4.14. De door Dexia voorwaardelijk ingestelde
conventionele vordering zal niet worden behandeld omdat de voorwaarde waaronder
deze is ingesteld niet is vervuld.
in reconventie
4.15. De door [X] in reconventie gevorderde
ontbinding van de leaseovereenkomsten wordt afgewezen nu het voormelde schenden
van de zorgplicht door Dexia in de precontractuele fase niet als een
tekortkoming in de nakoming kan worden aangemerkt.

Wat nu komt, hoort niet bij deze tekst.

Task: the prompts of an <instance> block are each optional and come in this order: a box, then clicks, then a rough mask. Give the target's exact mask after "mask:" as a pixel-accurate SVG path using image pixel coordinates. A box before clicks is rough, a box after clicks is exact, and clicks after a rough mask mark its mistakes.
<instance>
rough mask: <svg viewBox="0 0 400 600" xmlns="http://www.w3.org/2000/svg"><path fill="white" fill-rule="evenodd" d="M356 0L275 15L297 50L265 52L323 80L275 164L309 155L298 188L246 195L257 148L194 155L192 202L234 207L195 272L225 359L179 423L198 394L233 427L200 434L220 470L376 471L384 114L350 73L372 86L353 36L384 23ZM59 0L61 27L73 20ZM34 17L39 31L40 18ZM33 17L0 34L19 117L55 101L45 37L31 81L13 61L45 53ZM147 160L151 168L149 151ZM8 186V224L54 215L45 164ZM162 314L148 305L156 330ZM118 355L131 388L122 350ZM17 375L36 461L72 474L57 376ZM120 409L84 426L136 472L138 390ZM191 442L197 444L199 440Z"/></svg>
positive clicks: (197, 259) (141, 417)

4.16. Ook de overigens door [X] in reconventie
ingestelde vorderingen worden afgewezen. De in verband daarmee gestelde feiten
en omstandigheden, de negatieve financiële gevolgen voor [X] daaronder begrepen,
zijn verdisconteerd in het oordeel omtrent de verplichtingen die naar maatstaven
van redelijkheid en billijkheid thans tussen partijen hebben te
gelden.
in conventie en in reconventie
4.17. Gelet op de uitkomst van de procedure in
conventie en in reconventie dient [X] te worden veroordeeld in de kosten van
het geding in conventie en in reconventie. De kosten van het geding in
reconventie worden begroot op nihil, nu het debat in reconventie samenvalt met
dat in conventie.
4.18. Nadat aan dit vonnis is voldaan zullen
partijen geen verplichtingen meer jegens elkaar hebben uit de onderhavige
rechtsverhoudingen. De eigendom van de in het kader van de leaseovereenkomsten
gekochte effecten is bij Dexia verbleven.
Beslissing
De kantonrechter:
in (voorwaardelijke) conventie
I. veroordeelt [X] om aan Dexia
te betalen
ter zake van leaseovereenkomst I
€ 4.247,47, te
vermeerderen met de contractuele rente ad 0,96% per maand vanaf
25 juli 2003
tot aan de dag der algehele voldoening;
ter zake van leaseovereenkomst II
€ 2.517,32, te
vermeerderen met de contractuele rente ad 0,96% per maand vanaf
29 juli 2003
betaaldatum, tot aan de dag der algehele voldoening;
II. veroordeelt [X] in de kosten van
de procedure, aan de zijde van Dexia gevallen, tot op heden begroot op:
voor
verschuldigd griffierecht
€ 190,00
voor het exploot van dagvaarding €
86,28
voor salaris van
gemachtigde €
625,00
totaal
€ 901,28
een en ander, voor zover verschuldigd, inclusief
btw;
III. verklaart deze veroordelingen
uitvoerbaar bij voorraad;
IV. wijst af het meer of anders
gevorderde; in reconventie
V. wijst de vordering
af;
VI. veroordeelt [X] in de kosten van
de procedure, aan de zijde van [X] gevallen, tot op heden begroot op
nihil.
Aldus gewezen door mr. R.H.C, van Harmelen,
kantonrechter, en uitgesproken ter openbare terechtzitting van 3 september 2008
in tegenwoordigheid van de griffier.